The FBI is testing Rekognition, an Amazon’s facial recognition software, to examine the pile of surveillance footage videos that the organization regularly gathers in investigations.

According to FBI agents, the experiment started in early 2018 after a series of high-profile counterterrorism investigations that checked the bounds of technological abilities of FBI. For instance, in the Las Vegas 2017 mass shooting carried out by Stephen Paddock, the law implementation organization gathered a petabyte worth of information, which mostly included videos from surveillance cameras and cell phones.

“We had agents and analysts, eight per shift, working 24/7 for three weeks going through the video footage of everywhere Stephen Paddock was the month leading up to him coming and doing the shooting,” Christine Halvorsen, Deputy Assistant Director for Counterterrorism at FBI, claimed.
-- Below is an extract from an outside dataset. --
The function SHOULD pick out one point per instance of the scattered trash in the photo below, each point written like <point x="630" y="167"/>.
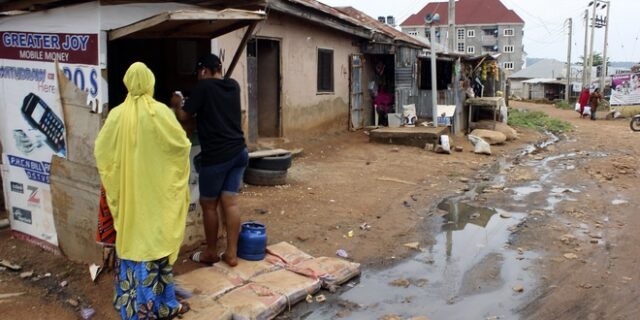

Halvorsen made this statement at the Amazon Web Services re:Invent conference in Las Vegas in November, when she was telling the means by which FBI is utilizing cloud platforms of Amazon to do counterterrorism investigations. According to her, Amazon Rekognition would have studied the same tons of data of Las Vegas shooting in just “24 hours”, which was three weeks quicker than the human FBI agents took to discover all the occurrences of Paddock’s face from the videos.

“Think about that,” Halvorsen claimed, mentioning that tech such as Amazon Rekognition gives FBI officials and experts free time to use their talent in other cases or on the other parts of the same investigation.

“The cases don’t stop, the threats keep going,” Halvorsen further said. “Being able to not pull people off that and have computers do it is very important.”

Although Amazon is now an important seller of tech to the government – supplying mostly through Amazon Web Services (AWS), the cloud business of Amazon, which has users from the CIA and Defense Department – it is not really clear how public sector is utilizing its facial recognition software. According to Daily Beast, in the last summer, the firm pitched the software to Immigration and Customs Enforcement agents, a step that led to questions from Amazon employees and lawmakers.

Further, the firm doesn’t have any federal clients mentioned in the list on its customer page, and presently only recognizes the Washington County Sheriff Office, a local law enforcement agency, as a customer. A press report says that the Orlando city has recently started a second test of Amazon’s Rekognition software.

The FBI didn’t really disclose any more information related to its usage of Amazon Rekognition.